View Full Version : Google found my test site - Even with Robots.txt limiting access
rfrazee
09-03-2008, 11:50 AM
Ugh!!! Last night, I received an e-mail from Google Alerts, with the list of pages they found for the site lejoslearning.com. It looked normal enough, but it was an old article so I checked it out.
It was a copy of the article, as it appears on my test site. My test site is set up as a subdomain.
Example:
http://testsite.lejoslearning.com (not the actual subdomain but you get the idea.
I just checked Google Webmaster tools robots.txt file and it has the correct folder disallowed, as shown in the example below.
User-agent: *
Disallow: /testsite/
But when I go to Google and type in site: testsite.lejoslearning.com it gives me 180 pages in the index.

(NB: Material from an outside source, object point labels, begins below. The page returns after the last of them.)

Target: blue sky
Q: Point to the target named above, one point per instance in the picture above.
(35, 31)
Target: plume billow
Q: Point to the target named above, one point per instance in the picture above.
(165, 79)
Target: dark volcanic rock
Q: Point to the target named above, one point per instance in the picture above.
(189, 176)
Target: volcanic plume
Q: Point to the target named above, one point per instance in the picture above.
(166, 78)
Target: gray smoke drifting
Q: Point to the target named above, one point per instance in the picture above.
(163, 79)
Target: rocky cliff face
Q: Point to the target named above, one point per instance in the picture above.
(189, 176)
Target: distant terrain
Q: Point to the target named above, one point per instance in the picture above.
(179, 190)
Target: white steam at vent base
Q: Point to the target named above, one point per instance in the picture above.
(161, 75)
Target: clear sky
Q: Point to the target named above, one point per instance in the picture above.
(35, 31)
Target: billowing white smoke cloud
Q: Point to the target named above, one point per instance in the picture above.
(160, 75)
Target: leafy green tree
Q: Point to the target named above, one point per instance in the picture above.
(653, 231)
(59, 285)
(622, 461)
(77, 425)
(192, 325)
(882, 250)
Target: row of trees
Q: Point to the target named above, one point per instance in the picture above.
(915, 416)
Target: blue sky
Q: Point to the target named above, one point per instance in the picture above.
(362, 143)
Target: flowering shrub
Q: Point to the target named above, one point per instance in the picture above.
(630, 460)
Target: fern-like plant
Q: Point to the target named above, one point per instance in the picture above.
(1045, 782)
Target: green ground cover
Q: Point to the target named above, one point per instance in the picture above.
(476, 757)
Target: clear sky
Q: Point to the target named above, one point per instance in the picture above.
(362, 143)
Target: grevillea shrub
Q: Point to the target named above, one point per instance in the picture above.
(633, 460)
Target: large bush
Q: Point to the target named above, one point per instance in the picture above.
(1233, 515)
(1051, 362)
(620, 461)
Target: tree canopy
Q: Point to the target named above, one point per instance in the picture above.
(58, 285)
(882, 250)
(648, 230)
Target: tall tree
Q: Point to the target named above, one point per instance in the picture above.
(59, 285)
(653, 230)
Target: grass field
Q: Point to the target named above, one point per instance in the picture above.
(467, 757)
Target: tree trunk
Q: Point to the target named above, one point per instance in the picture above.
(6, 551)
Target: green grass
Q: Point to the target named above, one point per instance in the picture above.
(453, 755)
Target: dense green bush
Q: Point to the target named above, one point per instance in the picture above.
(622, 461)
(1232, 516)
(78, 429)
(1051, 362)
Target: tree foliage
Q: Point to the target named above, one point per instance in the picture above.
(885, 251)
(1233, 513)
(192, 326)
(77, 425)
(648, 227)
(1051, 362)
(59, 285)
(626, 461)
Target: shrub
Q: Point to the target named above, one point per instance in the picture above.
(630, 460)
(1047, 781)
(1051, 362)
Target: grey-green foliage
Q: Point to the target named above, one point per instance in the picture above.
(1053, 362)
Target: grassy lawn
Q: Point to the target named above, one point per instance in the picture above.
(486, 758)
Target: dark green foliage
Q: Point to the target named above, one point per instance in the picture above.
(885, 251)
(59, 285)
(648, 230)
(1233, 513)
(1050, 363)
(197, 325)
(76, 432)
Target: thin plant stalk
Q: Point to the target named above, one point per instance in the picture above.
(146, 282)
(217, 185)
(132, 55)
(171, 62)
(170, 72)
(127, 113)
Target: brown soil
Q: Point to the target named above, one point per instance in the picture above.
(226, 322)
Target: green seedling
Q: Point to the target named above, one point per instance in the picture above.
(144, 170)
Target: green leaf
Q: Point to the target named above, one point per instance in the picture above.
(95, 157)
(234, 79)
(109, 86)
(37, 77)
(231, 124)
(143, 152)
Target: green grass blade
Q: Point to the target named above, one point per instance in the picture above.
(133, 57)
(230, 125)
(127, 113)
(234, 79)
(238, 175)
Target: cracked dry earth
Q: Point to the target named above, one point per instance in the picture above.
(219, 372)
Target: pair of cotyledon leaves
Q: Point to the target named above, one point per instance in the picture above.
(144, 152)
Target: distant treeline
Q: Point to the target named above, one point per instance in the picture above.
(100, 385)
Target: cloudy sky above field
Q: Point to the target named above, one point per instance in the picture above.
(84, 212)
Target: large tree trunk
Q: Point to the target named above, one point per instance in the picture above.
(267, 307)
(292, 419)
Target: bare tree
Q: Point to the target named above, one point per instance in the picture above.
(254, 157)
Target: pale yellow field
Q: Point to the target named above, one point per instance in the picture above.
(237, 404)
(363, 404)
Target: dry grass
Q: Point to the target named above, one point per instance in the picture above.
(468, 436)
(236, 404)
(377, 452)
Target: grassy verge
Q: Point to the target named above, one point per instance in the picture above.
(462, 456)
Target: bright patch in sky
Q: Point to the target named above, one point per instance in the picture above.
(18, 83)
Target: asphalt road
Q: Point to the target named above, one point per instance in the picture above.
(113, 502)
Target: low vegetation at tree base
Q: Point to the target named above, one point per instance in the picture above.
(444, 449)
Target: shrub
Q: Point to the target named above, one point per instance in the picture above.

What am I doing wrong? Do they treat a subdomain as its own separate domain, which would require its own separate robots.txt file? I am confused. I have a feeling this would cause some serious duplicate content issues.
Please advise your thoughts. Thanks.
spiderbait
09-03-2008, 11:53 AM
I believe you need to treat a subdomain as a separate domain. This means you need to have a unique robots.txt file for each subdomain.
rfrazee
09-03-2008, 12:59 PM
Thanks. I will work on that option to see if I can get it disallowed, and then try to get things removed from Google, Yahoo, etc.
Ryan
incrediblehelp
09-03-2008, 10:58 PM
Try password protecting it. It wont rank for long.
SemAdvance
09-04-2008, 05:24 PM
A robots txt file is not always followed.
robots crawl servers and happen to follow links they find on the pages contained there in.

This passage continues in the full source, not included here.